Beranjak dewasa Raden Fatah punya cita-cita untuk merobohkan hegemoni Majapahit. Tapi ia tidak mau dengan pertumpahan darah. Ia menanti situasi dan kondisi yang pas untuk menerkam Majapahit. Saat itu Demak merupakan sebuah kadipaten di bawah kontrol Majapahit. Yang memimpin Demak Raden Fatah. Majapahit sendiri setelah ditinggal mati oleh Gajah Mada dan Hayam Wuruk telah linglung.
Waktu yang dinantikan Raden Fatah pun akhirnya tiba juga. Di tahun 1478 ketika Sunan Ampel wafat, diam-diam Raden Fatah memimpin tentara Demak untuk menyerang keraton Majapahit secara mendadak. Majapahit kaget-sekagetnya. Raja Kertabhumi sebagai raja Majapahit ketika itu dibawa beserta pusaka-pusaka Kerajaan Majapahit ke Demak, dengan tujuan bahwa Majapahit itu masih tetap ada. Akhirnya Majapahit menyerah tanpa perlawanan tanpa pertumpahan darah.
Majapahit yang telah berumur 184 tahun, yang dianggap sebagai kerajaan superior di Nusantara berhasil dijinakkan oleh seorang pemuda bernama Raden Fatah. Kecerdikan yang ia miliki membuat dirinya mampu meyakinkan rakyat Jawa bahwa Demak adalah pelanjut dari Majapahit. Setelah episode Kerajaan Majapahit berakhir, Demak yang tadinya hanya sebuah kadipaten berubah menjadi kesultanan.
Raden Fatah mulai memimpin Demak di tahun 1481 M. Letak Kesultanan Demak di daerah Bintoro, Jawa Tengah. Demak didirikan dengan konsep menyatukan Nusantara. Adapun misi utamanya yaitu islamisasi di Jawa dan sekitarnya. Hal itu dilandasi oleh zeit geist (jiwa jaman) yang berkembang kala itu. Di dunia barat telah tumbuh semangat 3 G (gold, glory, gospel) sedangkan di timur dengan islamisasinya.
Secara perlahan Demak berevolusi menjadi kesultanan maritim yang perkasa dengan menguasai bandar-bandar laut seperti di Jepara, Tuban, Sedayu, Gresik. Untuk memperkuat pertahanan, Demak membuat angkatan perang yang militan untuk menjaga pertahanan keraton dan Nusantara sekaligus menjadi modal untuk melancarkan misi islamisasi.

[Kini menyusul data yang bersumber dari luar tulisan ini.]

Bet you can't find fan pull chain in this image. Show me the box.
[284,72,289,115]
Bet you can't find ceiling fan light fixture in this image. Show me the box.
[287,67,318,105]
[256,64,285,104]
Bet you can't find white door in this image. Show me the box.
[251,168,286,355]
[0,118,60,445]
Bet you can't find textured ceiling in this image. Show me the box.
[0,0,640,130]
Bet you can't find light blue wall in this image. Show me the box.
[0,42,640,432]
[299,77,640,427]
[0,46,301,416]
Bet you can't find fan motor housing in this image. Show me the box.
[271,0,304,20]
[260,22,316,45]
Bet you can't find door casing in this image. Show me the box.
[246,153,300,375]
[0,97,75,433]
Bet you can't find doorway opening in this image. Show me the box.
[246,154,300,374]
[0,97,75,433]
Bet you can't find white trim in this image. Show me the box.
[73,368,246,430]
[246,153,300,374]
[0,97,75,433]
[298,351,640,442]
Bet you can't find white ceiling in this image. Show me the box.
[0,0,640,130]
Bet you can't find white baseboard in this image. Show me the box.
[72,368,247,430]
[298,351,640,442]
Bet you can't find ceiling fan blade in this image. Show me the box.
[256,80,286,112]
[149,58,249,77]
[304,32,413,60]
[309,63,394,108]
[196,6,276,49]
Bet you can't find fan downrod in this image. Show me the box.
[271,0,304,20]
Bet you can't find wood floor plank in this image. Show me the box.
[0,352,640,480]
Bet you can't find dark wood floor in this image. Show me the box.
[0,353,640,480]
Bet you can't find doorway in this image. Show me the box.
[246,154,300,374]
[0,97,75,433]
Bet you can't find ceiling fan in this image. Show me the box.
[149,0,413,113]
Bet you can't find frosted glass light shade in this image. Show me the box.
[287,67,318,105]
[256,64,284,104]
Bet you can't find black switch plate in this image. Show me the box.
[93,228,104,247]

Berdirinya Demak tidak bisa lepas dari kontribusi para Walisanga. Rontoknya Majapahit tanpa pertumpahan darah adalah ide dari Sunan Ampel dan Sunan Kudus. Dalam hal islamisasi para Wali Sembilan ini membentuk daerah kewalian, setiap ulama diberi tugas ke wilayah-wilayah untuk islamisasi, antara lain:
             Sunan Ampel di daerah Ampel Surabaya, Maulana Malik Ibrahim di daerah Jawa Timur, Sunan Bonang di Bonang (Tuban), Sunan Dradjat di Gresik/Sedaya, Sunan Giri di Gresik, Sunan Kudus di daerah Kudus, Sunan Kalijaga di daerah Demak, Sunan Muria di daerah Gunung Muria dan Sunan Gunung Jati di Jawa Barat (Cirebon).
Dengan bantuan Walisanga, Kesultanan Demak menjelma menjadi episentrum islamisasi di tanah Jawa sekaligus ke wilayah timur Indonesia. Semua berkiblat ke arah Demak.
Yang tidak boleh dikesampingkan ialah peran Tionghoa Muslim dalam islamisasi. Bagi Raden Fatah para Tionghoa Muslim ini dibutuhkan untuk membangun Kesultanan Demak. Apalagi ketika Raden Fatah memerintahkan armada laut Demak untuk menyerang Portugis di Malaka. Siang malam para tukang-tukang yang beretnis Tionghoa ini bekerja keras untuk membuat kapal. 
Alasan mengapa Raden Fatah menginstruksikan agar menyerang Portugis karna kehadiran Portugis sangat mengancam Demak. Sejak 1511 Portugis sudah berkuasa di Malaka. Kehadiran mereka ini sesungguhnya didasari oleh semangat 3 G, yakni: gold, glory, dan gospel. Dengan semangat ini mereka bernafsu untuk menguasai wilayah Nusantara terutama yang ada rempah-rempahnya. Hal inilah yang tidak disukai oleh Kesultanan Demak.
Karna itu ketika kepemimpinan Raden Fatah, ia memerintahkan Pati Unus di tahun 1513 untuk melakukan agresi militer kepada Portugis di Malaka. Namun apadaya Pati Unus kalah di medan laga. Dikarenakan Portugis lebih canggih persenjataannya. Kekalahan itu tidak membuat Demak patah arang. Lagi-lagi Raden Fatah kembali memerintahkan armadanya untuk menyerang Portugis di Malaka lagi. Episode kedua ini dikomandoi oleh Ratu Kalinyamat (cucu Raden Fatah). Hasilnya Demak kalah juga sebab Potugis lebih perkasa.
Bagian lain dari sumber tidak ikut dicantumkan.